Ruizhi Hong

Research

Interests areas:

Computer Vision; Computer Graphics; CUDA programming; Mobile Robot Navigation

Previous work:

3D reconstruction based on Multi-view Stereo and SIFT Algorithm.

This project was cooperated together with Lam, Dao. We used SIFT algorithm to find feature points in order to compute transformation between virtual cameras. Then we used these virtual cameras as multi-view cameras to reconstruct 3D models.

Current work:

CUDA Implementation for mobile robot path plan.

Motivation:

We present an efficient path planner for smart wheelchairs based on harmonic potential fields. While the use of harmonic fields can always guarantee finding an existing path, they are extremely computational intensive and a sufficiently detailed map of the environment may lead to an unfeasible solution for the path. Also, since our target application is for the navigation of a smart wheelchair, for people with severe disabilities, the path provided by the harmonic field is frequently too sharp and needs to be smoothened. In order to address the first problem, we propose a parallel algorithm implemented using Graphics Processor Units (GPUs) on the NVIDIA CUDA platform. And for the second problem, we developed a rubber band model that provides extra forces to be added to the attracting forces of the harmonic fields. This model assumes that the path is an elastic line, a rubber band, connecting the source and destination points. This rubber band simulates the internal tension forces trying to tighten the line. As the result section demonstrates, both the original path from the harmonic field alone and the path smoothened by the rubber band model have approximate the same length, but the first path contains many bumps, sharp angles, and zig-zags, while the second one provides a much more comfortable ride for the passenger of the wheelchair. Either one is executed in real-time, allowing the proposed method to be used for real navigation of smart wheelchairs.

Simulation:

As shown in the figure, the whole field is harmonic field and white means higher potential energy and black means lower, so the path goes from higher position to lower position until reach the exit. Red color marked obstacles in the way which have highest potential energy.
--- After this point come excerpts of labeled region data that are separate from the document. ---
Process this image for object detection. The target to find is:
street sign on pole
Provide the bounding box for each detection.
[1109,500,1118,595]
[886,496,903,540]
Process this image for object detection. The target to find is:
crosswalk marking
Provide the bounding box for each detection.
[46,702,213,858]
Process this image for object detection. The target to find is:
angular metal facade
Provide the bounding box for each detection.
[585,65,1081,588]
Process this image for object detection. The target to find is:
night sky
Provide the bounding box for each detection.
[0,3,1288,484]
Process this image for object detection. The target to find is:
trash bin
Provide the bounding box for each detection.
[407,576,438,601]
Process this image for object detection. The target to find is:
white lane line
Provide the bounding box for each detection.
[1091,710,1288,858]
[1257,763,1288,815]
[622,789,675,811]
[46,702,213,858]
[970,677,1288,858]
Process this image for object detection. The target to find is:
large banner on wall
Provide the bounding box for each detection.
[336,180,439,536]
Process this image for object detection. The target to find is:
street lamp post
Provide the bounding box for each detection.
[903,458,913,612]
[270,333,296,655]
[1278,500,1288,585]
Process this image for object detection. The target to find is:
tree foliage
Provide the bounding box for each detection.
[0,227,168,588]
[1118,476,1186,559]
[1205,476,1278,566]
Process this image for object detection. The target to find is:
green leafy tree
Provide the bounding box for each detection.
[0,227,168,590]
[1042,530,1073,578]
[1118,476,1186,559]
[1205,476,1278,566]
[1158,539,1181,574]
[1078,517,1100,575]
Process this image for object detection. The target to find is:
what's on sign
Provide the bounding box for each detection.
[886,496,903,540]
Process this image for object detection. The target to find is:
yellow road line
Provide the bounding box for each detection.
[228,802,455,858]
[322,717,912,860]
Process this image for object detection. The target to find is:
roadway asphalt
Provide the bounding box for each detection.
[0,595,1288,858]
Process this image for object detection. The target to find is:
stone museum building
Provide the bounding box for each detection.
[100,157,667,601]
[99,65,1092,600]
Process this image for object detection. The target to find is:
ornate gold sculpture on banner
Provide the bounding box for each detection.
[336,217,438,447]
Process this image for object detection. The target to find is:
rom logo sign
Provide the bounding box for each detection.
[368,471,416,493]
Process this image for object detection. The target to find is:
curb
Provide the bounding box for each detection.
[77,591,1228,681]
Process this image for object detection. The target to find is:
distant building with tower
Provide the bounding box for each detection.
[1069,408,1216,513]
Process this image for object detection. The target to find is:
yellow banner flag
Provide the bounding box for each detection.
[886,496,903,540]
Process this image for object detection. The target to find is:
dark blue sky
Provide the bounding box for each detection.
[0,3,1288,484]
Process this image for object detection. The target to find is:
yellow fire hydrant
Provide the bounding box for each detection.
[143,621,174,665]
The harmonic field created original path which marked in blue. And the optimization algorithm change the path to the green one, which more efficiently for navigation.

All these algorithms runs about 2 to 10 times faster on CUDA than a typical C program(how fast exactly also depends on which GPU and CPU we are comparing).

Experiment on Real Robot

Currently we are doing test on real robot. The idea is use a simple vision algorithm to locate the robot in real time. And let the robot go along the path for a short step. Then locate the position again and adjust the path based on the real position. Then repeat the process make the robot move on next step.

This is the mark pattern detection using ARToolkit. The program detects multiple pre-defined pattern. Then we can use these pattern setup a field and locate the robot by vision in a simple way.